In 2001 industry analyst Doug Laney defined the term Big Data in terms of the three Vs – Volume, Velocity and Variety.
- Volume: Big Data has a large volume and various factors take part in the increase in a volume of data being generated. Transaction-based data stored in relational databases since years make up a part of the volume. Unstructured data that is being streamed in from social media also plays a role. Sensor and machine-to-machine generate data is increasing with time. In the past storage was an issue; however with time, the storage costs have decreased.
- Velocity: Big Data streams at very high speeds; therefore it must be dealt with in a timely manner. RFID tanks, sensors and smart metering spell out large data within the short period. Reacting fast enough with high velocities of data is one of the challenges that companies face. The speed of data can be highly inconsistent with periodic peaks. This is especially true in social media when something trends. Daily, seasonal and event-triggered peak data loads can sometimes be difficult to manage especially when there is unstructured data involved.

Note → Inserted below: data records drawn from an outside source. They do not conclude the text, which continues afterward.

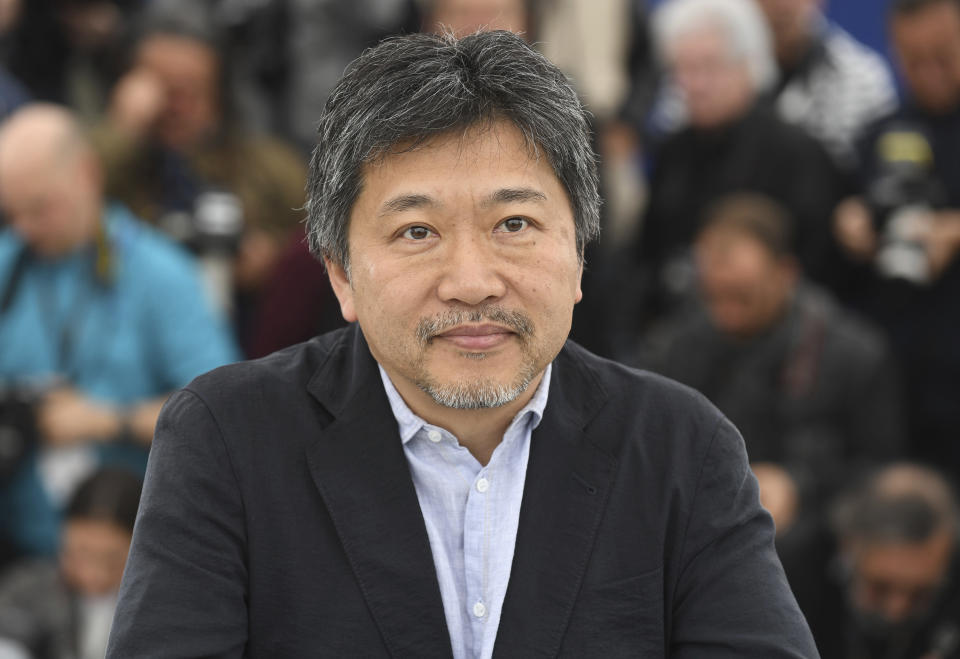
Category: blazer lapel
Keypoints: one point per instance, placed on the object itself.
(358, 465)
(567, 484)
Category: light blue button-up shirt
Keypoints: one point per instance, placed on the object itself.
(471, 512)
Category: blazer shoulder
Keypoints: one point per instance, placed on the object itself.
(638, 397)
(287, 371)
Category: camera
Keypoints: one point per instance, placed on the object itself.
(18, 424)
(903, 196)
(212, 231)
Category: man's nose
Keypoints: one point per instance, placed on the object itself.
(470, 272)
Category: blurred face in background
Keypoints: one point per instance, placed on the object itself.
(894, 584)
(93, 555)
(927, 47)
(715, 84)
(745, 287)
(189, 72)
(791, 25)
(468, 16)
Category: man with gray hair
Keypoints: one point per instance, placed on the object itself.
(898, 592)
(449, 476)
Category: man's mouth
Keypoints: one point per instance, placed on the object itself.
(477, 337)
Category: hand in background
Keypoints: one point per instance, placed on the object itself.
(66, 417)
(853, 229)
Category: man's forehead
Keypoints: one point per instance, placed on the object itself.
(468, 140)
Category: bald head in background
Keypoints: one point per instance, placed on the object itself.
(50, 180)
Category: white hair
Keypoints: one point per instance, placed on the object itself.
(740, 23)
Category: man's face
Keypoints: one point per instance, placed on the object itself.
(188, 71)
(93, 556)
(50, 205)
(716, 86)
(927, 47)
(897, 582)
(463, 267)
(745, 288)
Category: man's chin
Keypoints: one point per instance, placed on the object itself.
(474, 395)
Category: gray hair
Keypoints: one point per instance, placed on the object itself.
(739, 22)
(902, 503)
(412, 88)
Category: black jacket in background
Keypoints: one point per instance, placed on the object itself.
(758, 153)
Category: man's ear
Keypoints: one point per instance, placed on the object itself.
(578, 294)
(340, 281)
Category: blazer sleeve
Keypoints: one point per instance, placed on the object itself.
(184, 588)
(732, 597)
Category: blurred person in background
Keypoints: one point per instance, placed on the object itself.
(828, 82)
(718, 53)
(68, 51)
(902, 233)
(810, 387)
(324, 36)
(894, 593)
(298, 302)
(176, 157)
(100, 317)
(63, 609)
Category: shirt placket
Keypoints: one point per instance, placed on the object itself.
(477, 531)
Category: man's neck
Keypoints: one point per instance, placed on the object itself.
(480, 431)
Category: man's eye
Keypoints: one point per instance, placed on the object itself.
(513, 224)
(417, 233)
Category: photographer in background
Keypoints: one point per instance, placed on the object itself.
(100, 317)
(894, 592)
(902, 234)
(810, 386)
(63, 609)
(178, 157)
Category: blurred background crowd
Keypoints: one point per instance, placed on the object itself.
(781, 232)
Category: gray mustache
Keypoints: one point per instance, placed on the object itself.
(428, 328)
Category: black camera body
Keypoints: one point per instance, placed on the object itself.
(902, 196)
(18, 424)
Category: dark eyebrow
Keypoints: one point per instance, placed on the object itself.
(404, 203)
(513, 195)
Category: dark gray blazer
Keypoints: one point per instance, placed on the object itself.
(279, 519)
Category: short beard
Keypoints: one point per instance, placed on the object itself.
(476, 394)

- Variety: Data today comes in different formats; structured data resides in traditional databases and file systems. Then there is unstructured data; examples include, text documents, emails, video, audio and log files, etc. Big Data comes from various sources; the challenge comes in managing, merging and governing different varieties of data. The Big Data has to be connected and correlated during the analysis phase in order to extract useful information out of it.